Generalized RVE reduces analysis domain to finite, data-driven size.

New integral equations accurately model localized thermal and mechanical loads.

Framework supports integration with machine learning for surrogate modeling.

Abstract

This paper introduces an advanced Computational Analytical Micromechanics (CAM) framework for linear thermoelastic composites (CMs) with periodic microstructures. The approach is based on an exact new Additive General Integral Equation (AGIE), formulated for compactly supported loading conditions, such as body forces and localized thermal effects (for example laser heating). In addition, new general integral equations (GIEs) are established for arbitrary mechanical and thermal loading. A unified iterative scheme is developed for solving the static AGIEs, where the compact support of loading serves as a new fundamental training parameter.
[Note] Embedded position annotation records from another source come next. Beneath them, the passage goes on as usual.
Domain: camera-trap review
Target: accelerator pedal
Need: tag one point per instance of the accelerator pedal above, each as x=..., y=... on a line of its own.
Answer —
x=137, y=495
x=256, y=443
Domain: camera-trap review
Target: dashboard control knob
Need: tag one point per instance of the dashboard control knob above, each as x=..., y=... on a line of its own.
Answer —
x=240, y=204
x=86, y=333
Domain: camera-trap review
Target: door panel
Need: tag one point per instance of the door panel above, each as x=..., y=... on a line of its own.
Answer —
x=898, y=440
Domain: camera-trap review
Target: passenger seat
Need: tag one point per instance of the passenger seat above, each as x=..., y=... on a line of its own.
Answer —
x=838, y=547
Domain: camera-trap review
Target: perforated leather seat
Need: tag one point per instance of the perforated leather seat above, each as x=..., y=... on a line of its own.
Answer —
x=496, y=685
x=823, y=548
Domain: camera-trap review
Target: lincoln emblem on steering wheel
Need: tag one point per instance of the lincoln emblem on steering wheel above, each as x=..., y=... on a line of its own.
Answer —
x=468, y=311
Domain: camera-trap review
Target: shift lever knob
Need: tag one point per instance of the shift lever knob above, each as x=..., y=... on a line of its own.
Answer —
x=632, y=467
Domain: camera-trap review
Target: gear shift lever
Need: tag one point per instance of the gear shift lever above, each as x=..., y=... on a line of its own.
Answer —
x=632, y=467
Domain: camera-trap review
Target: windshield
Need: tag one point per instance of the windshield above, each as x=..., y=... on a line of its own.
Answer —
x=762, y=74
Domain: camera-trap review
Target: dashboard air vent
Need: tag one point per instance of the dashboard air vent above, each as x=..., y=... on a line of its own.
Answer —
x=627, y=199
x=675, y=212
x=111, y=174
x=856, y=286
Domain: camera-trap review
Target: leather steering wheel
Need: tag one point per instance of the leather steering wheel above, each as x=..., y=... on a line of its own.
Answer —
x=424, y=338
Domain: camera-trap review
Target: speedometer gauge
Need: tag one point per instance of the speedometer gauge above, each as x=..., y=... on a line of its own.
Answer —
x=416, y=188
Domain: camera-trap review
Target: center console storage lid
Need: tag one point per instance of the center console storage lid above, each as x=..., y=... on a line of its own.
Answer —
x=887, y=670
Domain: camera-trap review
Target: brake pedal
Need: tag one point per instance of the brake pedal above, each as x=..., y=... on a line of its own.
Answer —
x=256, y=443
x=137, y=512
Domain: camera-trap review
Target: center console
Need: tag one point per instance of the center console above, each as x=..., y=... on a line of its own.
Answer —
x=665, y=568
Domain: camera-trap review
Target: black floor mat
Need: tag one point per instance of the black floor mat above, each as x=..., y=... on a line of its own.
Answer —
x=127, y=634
At the core of the methodology lies a generalized Representative Volume Element (RVE) concept that extends Hill classical definition of the RVE. Unlike conventional RVEs, this generalized RVE is not fixed geometrically but emerges naturally from the characteristic scale of localized loading, thereby reducing the analysis of an infinite periodic medium to a finite, data-driven domain. This formulation automatically filters out nonrepresentative subsets of effective parameters while eliminating boundary effects, edge artifacts, and finite-size sample dependencies. Furthermore, the AGIE-based CAM framework integrates seamlessly with machine learning (ML) and neural network (NN) architectures, supporting the development of accurate, physics-informed surrogate nonlocal operators.